My Two Cents

Robert Rubin

Chris Farrell Oct 25, 2007

A small group of journalists met with Citigroup chairman and former Treasury Secretary Robert Rubin yesterday. Walter Mondale, former Vice-President and Ambassador to Japan, hosted the session. It’s impressive how much these men have accomplished in their lifetime. Rubin was in to give a speech for the law firm Dorsey & Whitney.

A couple of highlights from the conversation with Rubin:

He believes the Federal Reserve Board does face a risk when the central bank does cut its benchmark interest rate once again. The reason is the move could spark a plunge in the value of the dollar, which is already down sharply in the world currency markets.

The credit market turmoil ,and weakening economy is why the federal government should run a sound fiscal policy. It’s not clear that monetary policy will be highly effective in the current environment. If the federal government were running a surplus, fiscal policy could play a much bigger role underpinning economic activity..

For the first time since the early 1970s he’s seeing a large group of the really affluent interested in Democratic party policies.

In Greenspan’s book, the former central banking maestro is very bleak on the outlook for inflation in his forecast to 2030. Rubin isn’t concerned about inflation, however. He thinks the global supply of goods and services will keep downward pressure on inflation. The counterforce would be if there is a sharp decline in the value of the dollar or if America put up a series of protectionist barriers. .

Independent of short-term views, there are a lot of challenges facing the American economy and society. Health care. Education. Fiscal imbalances. Global warming. Displaced workers. Everyone of these issues is difficult. Is our political system up to making these difficult judgments? (I think he’s pretty skeptical that you can get the kind of bi-partisan compromse that needed to address each of them.)

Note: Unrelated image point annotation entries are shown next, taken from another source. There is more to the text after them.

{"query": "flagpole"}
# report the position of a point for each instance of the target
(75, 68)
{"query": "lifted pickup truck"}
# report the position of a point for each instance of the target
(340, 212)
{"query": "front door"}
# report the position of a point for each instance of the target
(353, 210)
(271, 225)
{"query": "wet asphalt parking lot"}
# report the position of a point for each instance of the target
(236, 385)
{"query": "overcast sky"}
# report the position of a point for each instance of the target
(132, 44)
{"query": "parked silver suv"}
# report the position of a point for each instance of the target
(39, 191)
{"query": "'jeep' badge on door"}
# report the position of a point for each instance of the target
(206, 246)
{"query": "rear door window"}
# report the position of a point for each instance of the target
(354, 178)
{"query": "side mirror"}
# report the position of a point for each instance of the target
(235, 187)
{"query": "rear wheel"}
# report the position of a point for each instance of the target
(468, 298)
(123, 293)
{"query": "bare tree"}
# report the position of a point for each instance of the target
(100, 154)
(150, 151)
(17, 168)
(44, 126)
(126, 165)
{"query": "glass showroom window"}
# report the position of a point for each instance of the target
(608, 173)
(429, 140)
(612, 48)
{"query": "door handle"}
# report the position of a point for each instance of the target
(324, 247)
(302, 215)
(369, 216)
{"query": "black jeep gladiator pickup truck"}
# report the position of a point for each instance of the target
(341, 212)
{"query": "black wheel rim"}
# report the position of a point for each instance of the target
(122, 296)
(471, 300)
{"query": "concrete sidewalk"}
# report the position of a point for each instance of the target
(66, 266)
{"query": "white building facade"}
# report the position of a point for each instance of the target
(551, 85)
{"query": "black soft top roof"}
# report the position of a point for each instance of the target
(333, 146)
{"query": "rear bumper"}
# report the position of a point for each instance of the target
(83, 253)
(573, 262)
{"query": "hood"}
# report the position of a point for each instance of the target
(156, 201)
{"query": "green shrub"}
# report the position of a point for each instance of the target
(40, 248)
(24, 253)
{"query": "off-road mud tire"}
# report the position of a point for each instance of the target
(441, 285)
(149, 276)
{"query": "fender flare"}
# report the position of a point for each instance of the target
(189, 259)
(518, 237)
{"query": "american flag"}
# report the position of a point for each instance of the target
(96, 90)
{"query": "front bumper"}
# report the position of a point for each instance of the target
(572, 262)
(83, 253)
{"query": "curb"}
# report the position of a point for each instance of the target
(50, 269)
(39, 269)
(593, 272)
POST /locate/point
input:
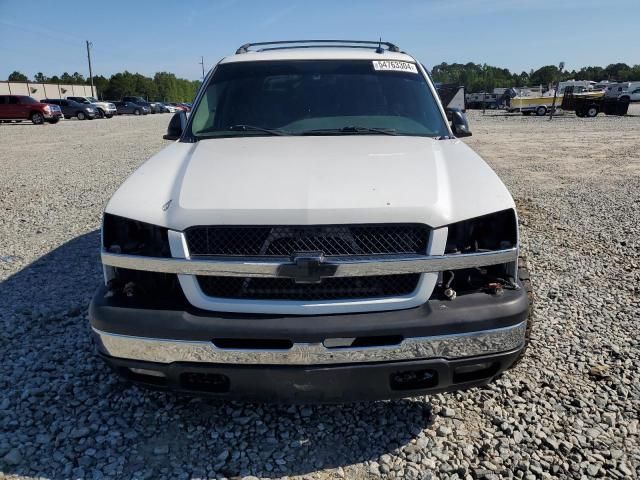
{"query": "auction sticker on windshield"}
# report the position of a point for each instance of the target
(395, 66)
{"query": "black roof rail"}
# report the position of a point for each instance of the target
(335, 43)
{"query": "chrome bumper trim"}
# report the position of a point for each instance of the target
(344, 267)
(445, 346)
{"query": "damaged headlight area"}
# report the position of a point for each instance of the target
(493, 232)
(130, 237)
(122, 235)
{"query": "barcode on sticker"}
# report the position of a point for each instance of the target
(395, 66)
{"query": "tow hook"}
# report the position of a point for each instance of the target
(495, 288)
(449, 292)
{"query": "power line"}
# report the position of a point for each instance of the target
(202, 63)
(89, 45)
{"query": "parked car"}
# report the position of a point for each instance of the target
(131, 108)
(179, 106)
(103, 109)
(71, 108)
(152, 106)
(166, 108)
(631, 96)
(22, 107)
(381, 261)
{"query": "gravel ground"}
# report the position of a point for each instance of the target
(568, 410)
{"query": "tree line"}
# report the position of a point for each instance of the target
(164, 86)
(476, 77)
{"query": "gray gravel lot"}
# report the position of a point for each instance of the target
(568, 410)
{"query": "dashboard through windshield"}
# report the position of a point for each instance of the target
(316, 97)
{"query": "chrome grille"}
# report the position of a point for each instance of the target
(284, 241)
(334, 288)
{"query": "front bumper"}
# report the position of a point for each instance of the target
(439, 346)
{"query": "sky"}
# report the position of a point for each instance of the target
(148, 36)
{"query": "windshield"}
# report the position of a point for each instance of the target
(319, 97)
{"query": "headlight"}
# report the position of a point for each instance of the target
(496, 231)
(121, 235)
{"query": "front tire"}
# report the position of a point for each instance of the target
(37, 118)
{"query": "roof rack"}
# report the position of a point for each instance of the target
(310, 43)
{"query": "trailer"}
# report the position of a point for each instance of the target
(586, 105)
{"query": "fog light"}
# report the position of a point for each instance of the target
(144, 371)
(475, 371)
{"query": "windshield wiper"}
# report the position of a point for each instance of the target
(253, 128)
(350, 129)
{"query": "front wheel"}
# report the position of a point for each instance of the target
(37, 118)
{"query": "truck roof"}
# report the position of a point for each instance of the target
(318, 50)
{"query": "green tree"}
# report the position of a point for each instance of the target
(78, 79)
(618, 71)
(545, 75)
(16, 76)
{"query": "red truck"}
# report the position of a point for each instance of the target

He defended the controversial $80 billion “super-SIV” plan spearheaded by U.S. Treasury Secretary Henry Paulson and three giant banks, Citigroup, Bank of America, and JPMorgan Chase. (Here’s the basic idea: The $80 billion fund will buy highly complex and illiquid structured investment vehicles or Sivs. SIV sell short-term debt to buy mortgage securities, and profit from the spread between low interest rate commercial paper and higher interest rate mortgages. Problem is, with all the turmoil in the mortgage market, and uncertainty about the value of the mortgages, SIVs aren’t finding any buyers for their commercial paper. The fear is that SIVs will be forced to liquidate their holdings in a firesale, harming the global capital markets. The super-SIV is designed to prevent such a firesale and the prospect of another credit crunch.) Rubin said that there is about $300 billion in SIVs and about $200 billion is at risk. The remaining $100 billion is held by well capitalized banks, like Citigroup. He says the right analogy is that the SIV is to prevent a “run on the bank.”–although its really a run on the capital markets. It’s a way to avoid the problem of assets sold at panic prices.

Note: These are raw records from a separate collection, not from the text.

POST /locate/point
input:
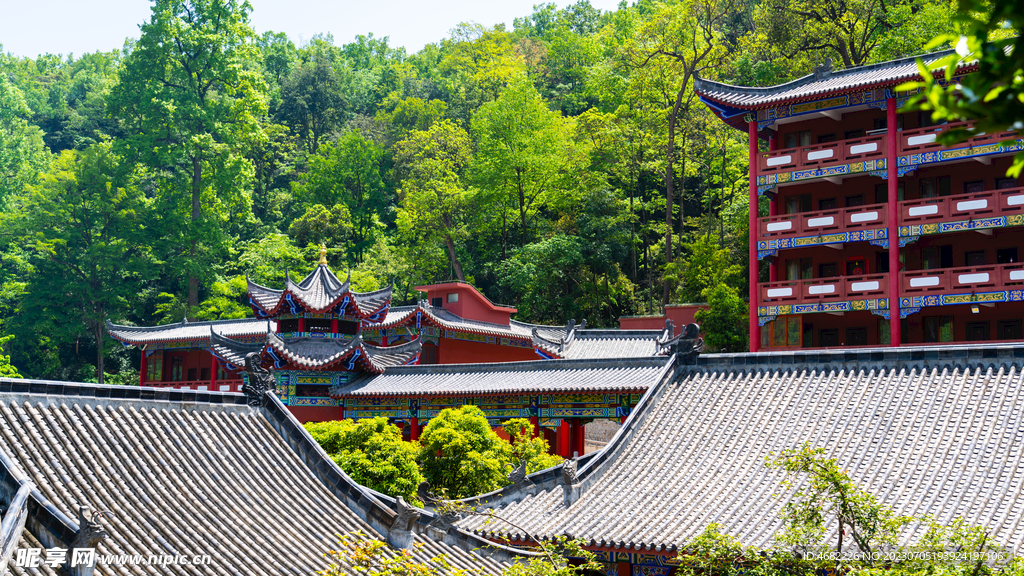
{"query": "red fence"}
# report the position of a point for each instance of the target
(824, 154)
(823, 289)
(925, 139)
(987, 278)
(823, 221)
(974, 205)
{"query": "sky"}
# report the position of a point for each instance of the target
(30, 28)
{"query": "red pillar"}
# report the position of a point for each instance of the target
(564, 439)
(895, 336)
(752, 132)
(773, 208)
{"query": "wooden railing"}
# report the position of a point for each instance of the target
(219, 385)
(992, 277)
(824, 154)
(925, 139)
(823, 289)
(974, 205)
(823, 221)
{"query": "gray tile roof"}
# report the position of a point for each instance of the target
(604, 343)
(318, 291)
(198, 331)
(890, 73)
(534, 377)
(195, 474)
(928, 430)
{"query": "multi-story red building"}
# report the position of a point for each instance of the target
(877, 234)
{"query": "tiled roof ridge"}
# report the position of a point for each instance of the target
(361, 499)
(590, 465)
(705, 85)
(529, 365)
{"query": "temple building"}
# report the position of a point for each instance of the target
(324, 341)
(876, 234)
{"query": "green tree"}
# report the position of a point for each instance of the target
(993, 96)
(189, 97)
(22, 151)
(433, 195)
(829, 493)
(7, 369)
(525, 153)
(373, 453)
(312, 101)
(461, 454)
(86, 221)
(724, 323)
(349, 171)
(320, 225)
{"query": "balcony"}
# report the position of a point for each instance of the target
(971, 279)
(202, 385)
(924, 139)
(824, 221)
(823, 289)
(965, 206)
(822, 155)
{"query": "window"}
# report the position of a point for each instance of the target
(974, 187)
(799, 269)
(798, 203)
(939, 329)
(1006, 256)
(974, 258)
(856, 336)
(793, 139)
(786, 331)
(1009, 330)
(177, 368)
(977, 331)
(828, 337)
(857, 265)
(937, 256)
(155, 367)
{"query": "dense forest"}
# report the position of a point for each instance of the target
(564, 167)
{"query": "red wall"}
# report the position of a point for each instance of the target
(464, 352)
(471, 304)
(315, 413)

Derivatives. He is truly worried about the derivative market. He believes that there has been an exponential increase in financial engineering that hasn’t been tested by adversity. He isn’t worried about hedge funds being over-leveraged, however.

Liquidity is psychological, not monetary. The past three years or so there was a systemic underestimation of risk. Markets have short memories.

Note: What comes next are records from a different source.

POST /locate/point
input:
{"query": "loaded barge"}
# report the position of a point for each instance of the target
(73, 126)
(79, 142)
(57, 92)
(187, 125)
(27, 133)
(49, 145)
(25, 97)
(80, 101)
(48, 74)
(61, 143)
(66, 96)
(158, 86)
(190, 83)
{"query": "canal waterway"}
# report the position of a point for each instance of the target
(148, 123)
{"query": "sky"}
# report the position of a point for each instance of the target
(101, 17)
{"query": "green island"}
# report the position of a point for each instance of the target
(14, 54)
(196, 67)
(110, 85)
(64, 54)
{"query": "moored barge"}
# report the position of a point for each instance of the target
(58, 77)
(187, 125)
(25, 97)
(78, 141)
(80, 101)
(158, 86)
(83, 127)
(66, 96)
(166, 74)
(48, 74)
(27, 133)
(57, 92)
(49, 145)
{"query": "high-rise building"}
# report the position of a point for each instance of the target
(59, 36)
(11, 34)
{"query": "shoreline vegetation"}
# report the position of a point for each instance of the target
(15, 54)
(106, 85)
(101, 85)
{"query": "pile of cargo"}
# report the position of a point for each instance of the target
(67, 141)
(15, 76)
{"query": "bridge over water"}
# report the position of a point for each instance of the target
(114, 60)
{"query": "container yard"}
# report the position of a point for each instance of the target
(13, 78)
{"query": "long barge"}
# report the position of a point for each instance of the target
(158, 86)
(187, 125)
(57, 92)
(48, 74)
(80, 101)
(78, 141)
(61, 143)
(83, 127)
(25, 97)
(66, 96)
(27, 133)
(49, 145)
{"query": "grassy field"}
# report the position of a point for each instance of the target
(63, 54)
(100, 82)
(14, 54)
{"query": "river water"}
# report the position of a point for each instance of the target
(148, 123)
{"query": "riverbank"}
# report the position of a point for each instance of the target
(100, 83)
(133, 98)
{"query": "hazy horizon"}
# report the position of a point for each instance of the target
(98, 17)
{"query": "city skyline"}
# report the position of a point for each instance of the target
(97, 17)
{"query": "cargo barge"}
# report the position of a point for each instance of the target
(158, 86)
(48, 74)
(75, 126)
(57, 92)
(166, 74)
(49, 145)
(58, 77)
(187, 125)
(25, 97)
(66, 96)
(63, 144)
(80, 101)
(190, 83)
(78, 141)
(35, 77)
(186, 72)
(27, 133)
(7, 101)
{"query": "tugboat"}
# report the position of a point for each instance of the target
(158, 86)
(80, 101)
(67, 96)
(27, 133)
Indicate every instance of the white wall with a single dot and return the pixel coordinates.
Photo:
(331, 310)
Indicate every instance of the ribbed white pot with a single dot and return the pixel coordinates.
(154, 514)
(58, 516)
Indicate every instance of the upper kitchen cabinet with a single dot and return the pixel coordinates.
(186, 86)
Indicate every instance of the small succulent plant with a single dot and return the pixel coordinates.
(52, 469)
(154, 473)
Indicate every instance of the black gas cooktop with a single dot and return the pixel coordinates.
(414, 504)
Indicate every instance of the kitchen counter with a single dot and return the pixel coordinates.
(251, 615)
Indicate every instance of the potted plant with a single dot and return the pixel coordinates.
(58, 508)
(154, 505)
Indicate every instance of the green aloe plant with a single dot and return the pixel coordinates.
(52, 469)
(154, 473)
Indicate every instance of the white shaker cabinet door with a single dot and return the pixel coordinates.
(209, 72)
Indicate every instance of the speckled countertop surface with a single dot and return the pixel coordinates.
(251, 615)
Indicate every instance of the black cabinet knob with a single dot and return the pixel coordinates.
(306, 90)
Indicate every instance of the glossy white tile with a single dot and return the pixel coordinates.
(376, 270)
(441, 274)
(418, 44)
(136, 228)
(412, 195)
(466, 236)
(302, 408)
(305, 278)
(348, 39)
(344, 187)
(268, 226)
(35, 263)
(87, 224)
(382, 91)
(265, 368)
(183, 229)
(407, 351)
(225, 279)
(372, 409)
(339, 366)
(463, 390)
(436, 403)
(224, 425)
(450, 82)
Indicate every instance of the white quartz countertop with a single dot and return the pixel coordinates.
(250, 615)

Short-term, the biggest risk is the impact on American consumers from high world oil prices, soft housing market, tighter credit conditions. He thinks the economy will slow, but still skirt a recession. Still, can’t rule out the risk of a recession.

Long-term, the global economy going through a transformation of historic proportions. The emergence of China, India, and other emerging economies. It’s equivalent of the emergence of the U.S. economy, or maybe even as big as the rise of the Industrial Revolution, as former Treasury Secretary Larry Summers has suggested. Non-Japan Asia to become the center of the global economy over the next 25 years.

A risk of increased protectionism in this country and around the globe. Troubling, the rise of protectionism in the U.S. about China.

Globalization will continue to put wage and job pressure in the U.S.

Broad participation in growth is critical to growth. American people will support the policies if they benefit from it. Need to continue trade liberalization with a powerful domestic agenda.

The politics are difficult. People who support trade don’t support the domestic agenda. And people who support the domestc agenda don’t support trade.